Но если был хоть один урок, который преподал мне Нико, так это то, что бесполезно бежать от себя. Это как бежать по беговой дорожке — прилагаешь все усилия, но на самом деле не двигаешься ни на дюйм.
В дверь раздается стук. Нико вернулся! Мое глупое сердце ликует. Черт, оно, кажется, готово начать делать кувырки при мысли о примирении с ним.
И заняться примирительным сексом, подсказывает мне внезапно пульсирующая киска.
— Этого не будет, София Лорен, — ругаю я себя вслух, с силой подавляя улыбку, которая угрожает расплыться по моему лицу.
Я заставляю себя оставаться на месте и продолжаю гладить Джорджа.
— Нико может простоять там и стучать всю ночь, нам все равно.
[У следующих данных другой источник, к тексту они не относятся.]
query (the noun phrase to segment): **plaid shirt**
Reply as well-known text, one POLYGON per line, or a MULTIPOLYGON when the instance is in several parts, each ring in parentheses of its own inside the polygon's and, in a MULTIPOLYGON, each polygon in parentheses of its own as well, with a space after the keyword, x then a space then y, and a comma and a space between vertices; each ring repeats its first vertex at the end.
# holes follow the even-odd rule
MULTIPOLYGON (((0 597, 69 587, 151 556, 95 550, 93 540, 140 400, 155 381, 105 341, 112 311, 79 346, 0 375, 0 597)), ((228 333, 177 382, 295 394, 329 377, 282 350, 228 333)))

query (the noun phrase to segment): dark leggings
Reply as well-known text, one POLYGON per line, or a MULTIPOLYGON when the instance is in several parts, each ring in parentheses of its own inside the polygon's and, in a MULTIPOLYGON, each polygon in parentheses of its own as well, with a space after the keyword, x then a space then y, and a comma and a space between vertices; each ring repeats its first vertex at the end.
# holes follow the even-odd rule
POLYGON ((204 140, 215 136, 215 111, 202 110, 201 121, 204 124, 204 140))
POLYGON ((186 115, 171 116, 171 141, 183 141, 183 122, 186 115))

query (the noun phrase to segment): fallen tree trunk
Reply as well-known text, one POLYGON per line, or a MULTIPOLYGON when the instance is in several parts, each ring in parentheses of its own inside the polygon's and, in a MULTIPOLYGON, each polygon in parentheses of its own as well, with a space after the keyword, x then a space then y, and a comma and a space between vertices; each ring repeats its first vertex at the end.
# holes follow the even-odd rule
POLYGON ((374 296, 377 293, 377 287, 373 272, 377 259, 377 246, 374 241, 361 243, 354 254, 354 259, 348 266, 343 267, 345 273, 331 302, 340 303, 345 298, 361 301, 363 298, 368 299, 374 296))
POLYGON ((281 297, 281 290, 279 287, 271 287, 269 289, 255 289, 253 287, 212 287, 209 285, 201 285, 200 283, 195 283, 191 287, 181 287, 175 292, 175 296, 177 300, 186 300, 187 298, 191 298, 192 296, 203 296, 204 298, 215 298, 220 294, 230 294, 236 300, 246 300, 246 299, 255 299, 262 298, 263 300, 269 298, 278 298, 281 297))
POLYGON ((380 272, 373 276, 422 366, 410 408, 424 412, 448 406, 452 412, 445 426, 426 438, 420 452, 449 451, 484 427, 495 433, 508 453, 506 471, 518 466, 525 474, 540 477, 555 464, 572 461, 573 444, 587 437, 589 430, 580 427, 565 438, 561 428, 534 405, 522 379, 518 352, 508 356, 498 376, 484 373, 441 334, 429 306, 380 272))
Я уверена, что он вернулся, не потому что осознал свою ошибку и хочет извиниться. Он вернулся, потому что проверил свою голосовую почту и нашел необходимое доказательство.
Не доверие; доказательство.
Я не собираюсь тратить свою жизнь на то, чтобы доказывать свою правоту каждый раз, когда он делает поспешные выводы.
Дай ему поблажку. Его лучший друг предал его, голос в моей голове отчитывает меня.
Еще один стук в дверь, и моя, казалось бы, железная решимость тает, как воск.
— Отлично! Но ему лучше постараться со своим раскаянием, иначе мы покончим с ним и будем паковать чемоданы, Джордж, я серьезно.
Я ставлю утку на пол и встаю, не обращая внимания на порхающих у меня в животе бабочек. На моем лице застыло выражение «я не готова простить тебя», когда я иду через гостиную к входной двери. Я распахиваю дверь, с десятком разных остроумных ругательств на кончике языка.
Но это не Нико.
На пороге стоят трое здоровяков с холодными глазами и зловещими улыбками.
Ледяные пальцы скользят по моей спине и приковывают меня к месту. У меня такая реакция не из-за страха, а из-за узнавания. Я знаю одного из них. На самом деле очень хорошо.
— Buonasera80, синьорина, — говорит средний с легким итальянским акцентом.
Он средних лет, высокий и долговязый, со складками в уголках серых глаз, похожими на грозовые тучи зимой.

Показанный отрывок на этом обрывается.